I hope you all had a good Thanksgiving at Upshack. (That is my name for Sloots' place. It will be understood by anyone that has walked to it from Montesano, carrying a basket of grub on a hot day.)
I trust Sterling got his waistcoat and trousers in time to appear at his uncle's dinner in other outer garments than a steelpen coat. * * * I am glad you like (or like to have) the books. You would have had all my books when published if I had supposed that you cared for them, or even knew about them. I am now encouraged to hope that some day you and Carlt and Sloots may be given the light to see the truth at the heart of my "views" (which I have expounded for half a century) and will cease to ally yourselves with what is most hateful to me, socially and politically. I shall then feel (in my grave) that perhaps, after all, I knew how to write. Meantime, run after your false fool gods until you are tired; I shall not believe that your hearts are really in the chase, for they are pretty good hearts, and those of your gods are nests of nastiness and heavens of hate.

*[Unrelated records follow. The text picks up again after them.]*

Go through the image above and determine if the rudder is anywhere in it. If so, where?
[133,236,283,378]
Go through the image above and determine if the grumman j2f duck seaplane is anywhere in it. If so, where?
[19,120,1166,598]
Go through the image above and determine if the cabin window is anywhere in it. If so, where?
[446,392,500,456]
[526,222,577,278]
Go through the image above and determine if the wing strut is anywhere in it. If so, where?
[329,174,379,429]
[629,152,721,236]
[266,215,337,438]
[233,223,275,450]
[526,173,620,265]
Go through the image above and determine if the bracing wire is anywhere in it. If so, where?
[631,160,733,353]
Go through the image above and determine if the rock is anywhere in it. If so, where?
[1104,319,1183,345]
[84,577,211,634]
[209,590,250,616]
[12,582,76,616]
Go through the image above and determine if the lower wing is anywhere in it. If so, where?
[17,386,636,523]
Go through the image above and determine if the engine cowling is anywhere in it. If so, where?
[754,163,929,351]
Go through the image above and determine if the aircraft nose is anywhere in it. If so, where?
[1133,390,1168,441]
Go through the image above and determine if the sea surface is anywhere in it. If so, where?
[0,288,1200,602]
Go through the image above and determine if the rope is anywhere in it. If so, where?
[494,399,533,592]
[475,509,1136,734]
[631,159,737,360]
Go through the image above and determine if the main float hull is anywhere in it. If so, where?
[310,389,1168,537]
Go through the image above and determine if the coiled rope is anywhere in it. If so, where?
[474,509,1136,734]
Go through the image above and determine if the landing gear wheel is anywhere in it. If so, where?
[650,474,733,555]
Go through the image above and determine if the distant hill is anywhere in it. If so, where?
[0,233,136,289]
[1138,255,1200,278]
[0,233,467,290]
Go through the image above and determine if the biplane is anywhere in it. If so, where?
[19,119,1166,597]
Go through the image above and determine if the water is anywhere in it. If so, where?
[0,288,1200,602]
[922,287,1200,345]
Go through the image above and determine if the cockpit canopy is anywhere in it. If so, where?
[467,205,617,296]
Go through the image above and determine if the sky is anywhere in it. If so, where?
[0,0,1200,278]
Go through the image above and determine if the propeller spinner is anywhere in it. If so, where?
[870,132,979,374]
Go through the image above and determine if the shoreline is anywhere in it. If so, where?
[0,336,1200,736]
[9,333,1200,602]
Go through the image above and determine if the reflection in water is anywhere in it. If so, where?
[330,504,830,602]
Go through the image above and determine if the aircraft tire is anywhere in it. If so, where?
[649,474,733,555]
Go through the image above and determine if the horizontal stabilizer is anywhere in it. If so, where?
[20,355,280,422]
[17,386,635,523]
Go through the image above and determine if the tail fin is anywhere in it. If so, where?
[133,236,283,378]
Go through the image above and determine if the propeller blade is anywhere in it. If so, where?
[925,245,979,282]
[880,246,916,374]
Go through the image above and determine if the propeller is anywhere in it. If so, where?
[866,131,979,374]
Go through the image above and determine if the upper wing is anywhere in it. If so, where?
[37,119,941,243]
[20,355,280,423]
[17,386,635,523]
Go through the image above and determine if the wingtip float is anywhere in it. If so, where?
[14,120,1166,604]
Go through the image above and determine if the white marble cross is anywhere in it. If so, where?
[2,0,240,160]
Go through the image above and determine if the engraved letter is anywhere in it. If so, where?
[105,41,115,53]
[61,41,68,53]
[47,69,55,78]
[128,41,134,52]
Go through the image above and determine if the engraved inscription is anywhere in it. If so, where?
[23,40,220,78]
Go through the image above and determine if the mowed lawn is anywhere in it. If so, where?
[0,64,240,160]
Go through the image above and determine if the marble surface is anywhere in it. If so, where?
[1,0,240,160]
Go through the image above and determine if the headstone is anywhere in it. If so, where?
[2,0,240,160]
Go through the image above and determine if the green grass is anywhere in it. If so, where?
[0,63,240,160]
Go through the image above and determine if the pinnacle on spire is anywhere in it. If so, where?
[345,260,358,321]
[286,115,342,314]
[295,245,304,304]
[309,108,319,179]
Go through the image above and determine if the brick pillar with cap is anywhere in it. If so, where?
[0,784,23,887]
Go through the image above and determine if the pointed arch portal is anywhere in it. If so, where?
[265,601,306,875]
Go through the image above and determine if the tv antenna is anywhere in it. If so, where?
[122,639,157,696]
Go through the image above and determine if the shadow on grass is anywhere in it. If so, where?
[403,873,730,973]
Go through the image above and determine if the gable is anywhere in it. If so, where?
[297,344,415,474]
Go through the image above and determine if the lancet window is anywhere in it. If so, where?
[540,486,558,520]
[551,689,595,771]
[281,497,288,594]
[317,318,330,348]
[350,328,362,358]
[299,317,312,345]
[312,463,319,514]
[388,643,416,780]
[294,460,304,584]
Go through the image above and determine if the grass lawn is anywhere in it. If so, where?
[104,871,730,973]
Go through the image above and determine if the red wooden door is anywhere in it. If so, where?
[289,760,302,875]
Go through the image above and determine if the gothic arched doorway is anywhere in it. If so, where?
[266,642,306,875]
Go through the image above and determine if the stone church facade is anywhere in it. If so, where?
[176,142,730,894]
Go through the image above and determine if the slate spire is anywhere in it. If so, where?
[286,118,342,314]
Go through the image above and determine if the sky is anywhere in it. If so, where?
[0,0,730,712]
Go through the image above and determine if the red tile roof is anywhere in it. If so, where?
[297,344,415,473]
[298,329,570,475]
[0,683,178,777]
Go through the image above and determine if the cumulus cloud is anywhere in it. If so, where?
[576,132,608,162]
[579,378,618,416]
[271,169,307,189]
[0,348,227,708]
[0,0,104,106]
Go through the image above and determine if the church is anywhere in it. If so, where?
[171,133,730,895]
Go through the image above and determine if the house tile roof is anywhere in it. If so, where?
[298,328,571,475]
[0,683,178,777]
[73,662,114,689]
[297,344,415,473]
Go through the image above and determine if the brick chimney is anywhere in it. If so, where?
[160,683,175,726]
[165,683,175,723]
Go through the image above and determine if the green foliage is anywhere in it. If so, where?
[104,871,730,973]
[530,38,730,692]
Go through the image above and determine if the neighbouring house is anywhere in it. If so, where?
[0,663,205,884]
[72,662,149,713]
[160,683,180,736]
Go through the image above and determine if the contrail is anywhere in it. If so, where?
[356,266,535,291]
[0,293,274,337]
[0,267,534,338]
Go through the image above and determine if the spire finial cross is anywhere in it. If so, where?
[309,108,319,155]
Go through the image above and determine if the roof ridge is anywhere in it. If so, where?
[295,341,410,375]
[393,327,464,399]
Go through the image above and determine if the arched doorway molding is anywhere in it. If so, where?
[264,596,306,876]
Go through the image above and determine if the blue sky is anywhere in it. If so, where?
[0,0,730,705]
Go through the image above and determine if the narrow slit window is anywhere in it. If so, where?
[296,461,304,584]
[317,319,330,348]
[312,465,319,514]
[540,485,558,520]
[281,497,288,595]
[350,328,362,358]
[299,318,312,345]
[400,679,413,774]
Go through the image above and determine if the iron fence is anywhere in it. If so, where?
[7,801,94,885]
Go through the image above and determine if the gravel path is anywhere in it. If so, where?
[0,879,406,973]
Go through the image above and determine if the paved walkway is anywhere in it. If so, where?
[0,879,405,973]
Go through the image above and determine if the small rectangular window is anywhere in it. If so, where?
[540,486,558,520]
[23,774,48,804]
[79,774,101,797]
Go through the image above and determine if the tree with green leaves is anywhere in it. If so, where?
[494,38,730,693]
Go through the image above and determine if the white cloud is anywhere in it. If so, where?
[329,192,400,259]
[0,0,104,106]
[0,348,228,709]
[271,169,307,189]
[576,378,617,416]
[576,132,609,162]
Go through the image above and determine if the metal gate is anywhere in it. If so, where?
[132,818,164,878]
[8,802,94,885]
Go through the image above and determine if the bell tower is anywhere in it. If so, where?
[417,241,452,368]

Now I feel better, and shall drink a toddy to the tardy time when those whom I love shall not think me a perverted intelligence; when they shall not affirm my intellect and despise its work—confess my superior understanding and condemn all its fundamental conclusions. Then we will be a happy family—you and Carlt in the flesh and Sloots and I in our bones.
* * *
My health is excellent in this other and better world than California.
God bless you. Ambrose.
Washington, D. C.,
December 22,
1910.
Dear Carlt,
You had indeed "something worth writing about"—not only the effect of the impenitent mushroom, but the final and disastrous overthrow of that ancient superstition, Sloots' infallibility as a mushroomer. As I had expected to be at that dinner, I suppose I should think myself to have had "a narrow escape." Still, I wish I could have taken my chance with the rest of you.